I was seven. A very silently damaged seven. You couldn’t put the mark on what was
wrong with me, but it was there. I was numb, just a little blond monster. I’d been emptied of my
personage– eaten up by uncle, and then cousin, until there was nothing left of me. No child, but
the convincing shell of one. I was playing pretend, and making it look like a small growing life.
I was at the urinal peeing. I had a hall pass, and because I had very little bladder control, I
owned a fancy free pass. Then this 12 year old entered, and stood at the urinal next to mine. He
looked at me, reached across into the urinal, and grabbed me. I froze. Everything went black, but
this time instead of withdrawing inward, and away, I flew out at him. Hatred oozed out of every
pore in my body. I have never felt so enraged in my entire life, either before or since. I don’t even
remember attacking. He was so much fucking bigger than me, yet still smaller than the others. It
did not matter, it didn’t even warrant a single thought.
So there I was clawing my way up his body, scratching and hitting him, as I rode his larger
body to the ground. I punched one hand after another into his face. I remember feeling his nose
break; it felt like a secret seed exploding into a full tree inside my tiny chest, with pure,
unadulterated, euphoric satisfaction. Then I was standing over him, kicking him as he cried.

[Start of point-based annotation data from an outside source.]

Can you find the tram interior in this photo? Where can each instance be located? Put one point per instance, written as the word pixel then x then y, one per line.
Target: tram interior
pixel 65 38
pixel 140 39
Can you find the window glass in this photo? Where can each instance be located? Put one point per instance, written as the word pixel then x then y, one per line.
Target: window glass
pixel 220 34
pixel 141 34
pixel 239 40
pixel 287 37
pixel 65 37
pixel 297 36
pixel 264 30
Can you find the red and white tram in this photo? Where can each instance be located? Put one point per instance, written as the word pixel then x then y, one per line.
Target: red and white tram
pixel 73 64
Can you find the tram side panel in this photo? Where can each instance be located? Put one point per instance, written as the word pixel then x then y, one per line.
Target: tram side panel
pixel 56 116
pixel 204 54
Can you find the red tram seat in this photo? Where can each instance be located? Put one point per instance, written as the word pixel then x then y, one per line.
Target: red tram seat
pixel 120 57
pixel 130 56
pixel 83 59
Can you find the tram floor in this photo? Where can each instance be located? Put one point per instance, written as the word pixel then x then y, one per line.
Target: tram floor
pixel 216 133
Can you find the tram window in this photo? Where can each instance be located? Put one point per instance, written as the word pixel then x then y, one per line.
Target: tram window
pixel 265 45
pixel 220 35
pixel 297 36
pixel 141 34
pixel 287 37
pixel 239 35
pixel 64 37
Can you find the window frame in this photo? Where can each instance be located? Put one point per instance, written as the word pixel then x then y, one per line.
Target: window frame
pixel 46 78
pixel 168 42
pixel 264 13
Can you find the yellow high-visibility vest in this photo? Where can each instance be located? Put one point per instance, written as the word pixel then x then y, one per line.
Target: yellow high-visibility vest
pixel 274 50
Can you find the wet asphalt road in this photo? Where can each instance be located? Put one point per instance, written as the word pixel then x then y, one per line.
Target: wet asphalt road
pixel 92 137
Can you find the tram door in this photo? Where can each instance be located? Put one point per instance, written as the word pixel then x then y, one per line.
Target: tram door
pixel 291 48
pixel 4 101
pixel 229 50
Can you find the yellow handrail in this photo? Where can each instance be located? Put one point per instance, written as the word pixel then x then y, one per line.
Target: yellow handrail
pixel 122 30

They wanted to expel me, but I was gone again, I wouldn’t even say a word. The angry
voices were like a distant buzzing in my ear. When my mother arrived, she got them to leave.
With a calm voice while looking right at me, she asked what had happened.
“He’d touched me,” was all I’d say, and she knew what I’d meant. She cleared everything with
them, but I honestly don’t remember a thing about it.
I was buried again under walls, and was a ghost for many years to come. I could always
feel the joy as they pulled me off of him, that joy of release. Like a tree top poking up past the
piles of trash, that feeling of being free for the first time never quite left me. Of course I had no
clue as to just how far I had to go. Even now after so much work, it’s the fight in me that counts on
the darkest of days. I can only drown for so long before it boils back up. What I learned on that
day, is that I will not leave this life without a struggle. I will not be a silent victim.